Eğer ki utangaçlık kendi başımıza aşabileceğimiz bir seviyedeyse,
|||||мы сможем пре||
If shyness is at a level that we can overcome on our own,
-parantez açıyorum burada; daha ciddi versiyonlarında iş sosyal fobiye dönebiliyor.-
скобка|||||версиях|||фобия|может вернуться
-I'm opening parenthesis here; in more serious versions, the work can turn into social phobia.
-Aquí estoy abriendo paréntesis; en versiones más serias, el trabajo puede convertirse en fobia social.
o bir uzman desteği gerektirebilir.
|||поддержка|может потребовать
it may require the support of a specialist.
Eğer sadece utangaçlık yaşıyorsak, birazcık çekingensek,
|||||если мы стесняемся
If we're just shy, a little shy,
ilk başta çekindiğimiz şeylerin utandığımız şeylerin
||||которыми мы ст|
the things we were afraid of at first, the things we were ashamed of
bir masa başına geçip, kalem kağıdı hazırlayıp bir kağıda sırayla listesini yapmamız çok önemli.
|||||лист|подготовив|||||||
It is very important that we go to a desk, prepare a pen and paper and make a list on a piece of paper one by one.
Sonrasında yapacağımız şey bizi kaygılandırma derecesine göre sıralamak.
|что мы сделаем|||вызывает беспокойство|степени||
What we're going to do next is rank us in order of concern.
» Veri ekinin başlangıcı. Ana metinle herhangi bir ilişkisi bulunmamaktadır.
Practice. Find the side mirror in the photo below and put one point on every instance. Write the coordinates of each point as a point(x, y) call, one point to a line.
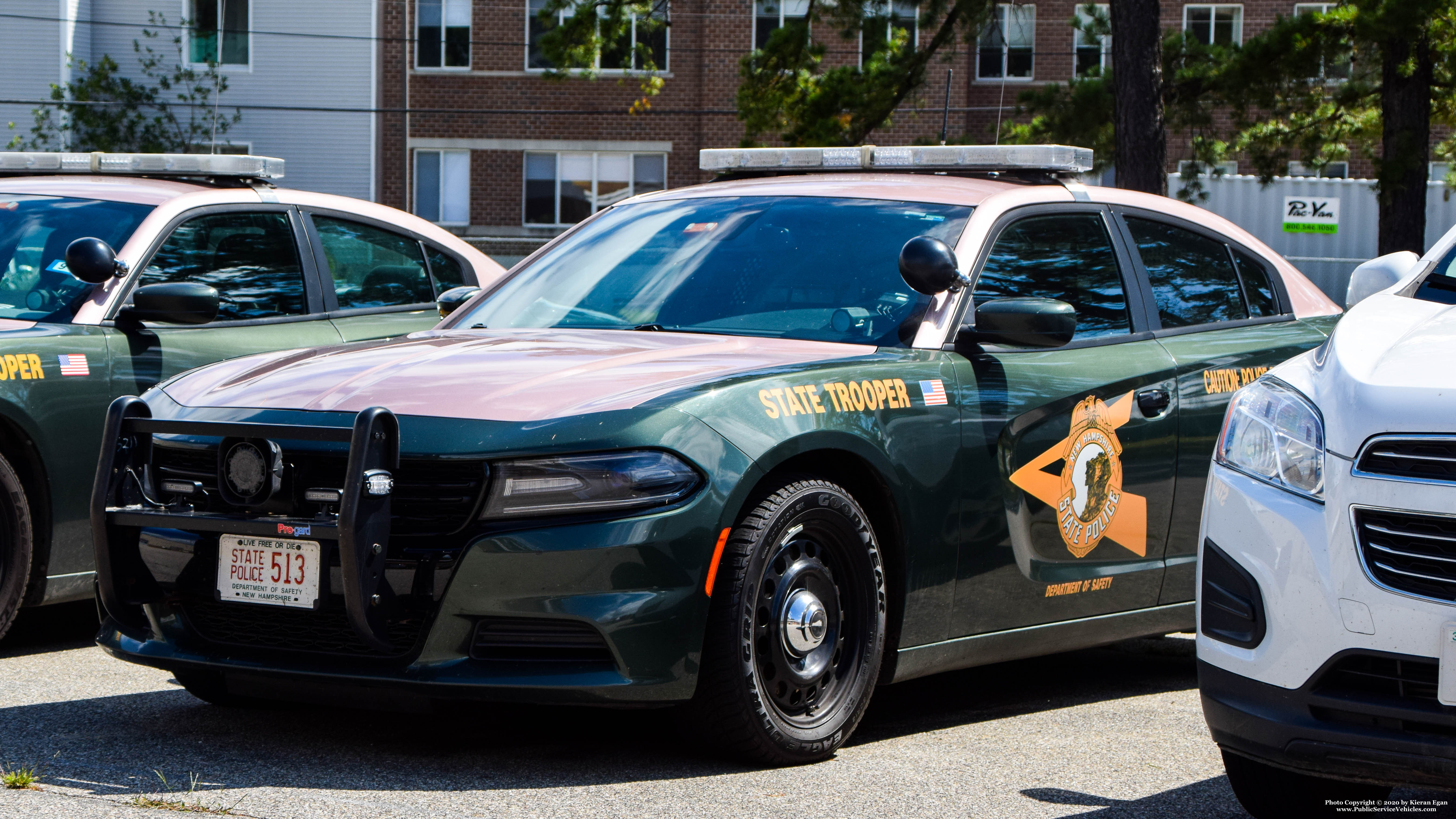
point(92, 261)
point(1378, 274)
point(455, 297)
point(928, 265)
point(1024, 322)
point(177, 303)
En kolayından en zoruna doğru.
|самого простого|||
From easiest to hardest.
Belki yavaş yavaş utangaç kişiler gerginleşmeye başladılar, kaygılanmaya başladılar. ''Bunları yapacağız mı?''
|||||||начали волноваться||||
Maybe gradually shy people started to get nervous, started to worry. "Are we going to do these?"
Maalesef utangaçlığı aşmanın çok çok kolay, oturup evde düşünerek bir yolu yok.
||||||||размышляя|||
Unfortunately, overcoming shyness is very, very easy, there is no way to sit at home and think.
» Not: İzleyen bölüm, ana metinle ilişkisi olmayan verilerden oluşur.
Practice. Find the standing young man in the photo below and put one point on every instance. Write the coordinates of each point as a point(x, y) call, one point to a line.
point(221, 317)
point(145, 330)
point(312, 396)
Ya da çok rahat bir yolu yok.
Or there is no easy way.
O yüzden en kolay olandan en zor olana doğru kendimizi bir şekilde zorlamamız lazım.
||||||||||||напрягаться|
That's why we have to force ourselves from the easiest to the hardest.
En kolay olanı daha kolay halledeceğiz.
|||||разберемся с
We'll take care of what's easiest.
Daha çabuk üzerine gideceğiz.
We'll go faster.
Ve kendimizi biraz daha iyi hissedeceğiz.
|||||будем чувствовать себя
And we'll feel a little better.
Ama dediğim gibi biraz biraz aşama aşama kendimizi zorlamadığımız müddetçe
|||||этап|||не заставляем себя|пока не
But as I said, as long as we don't force ourselves a little bit gradually.
utangaçlık hayatımızı ciddi anlamda sıkıntıya sokabilir.
Shyness can put our lives in serious trouble.
İş hayatında, arkadaşlık ilişkilerinde, okul hayatında ciddi anlamda problemler yaşayabiliriz.
|||в отношениях|||||проблемы|можем испытывать
We may experience serious problems in business life, friendship relations and school life.
Mesela kadın-erkek ilişkilerinde daha iyi
For example, better in male-female relationships
Mesela utangaç insanlar, karşı cins ile ilişkilerinde çok ciddi problemler yaşıyor.
||||противоположный||||||
For example, shy people have very serious problems in their relations with the opposite sex.
O yüzden eğer böyle bir problem yaşıyorsak çok geciktirmeden
||||||||без задержки
So if we're having such a problem, don't delay.
çok bunu kabullenmeden üzerine gitmemiz çok önemli.
||принятия этого||||
It is very important that we go on without accepting it.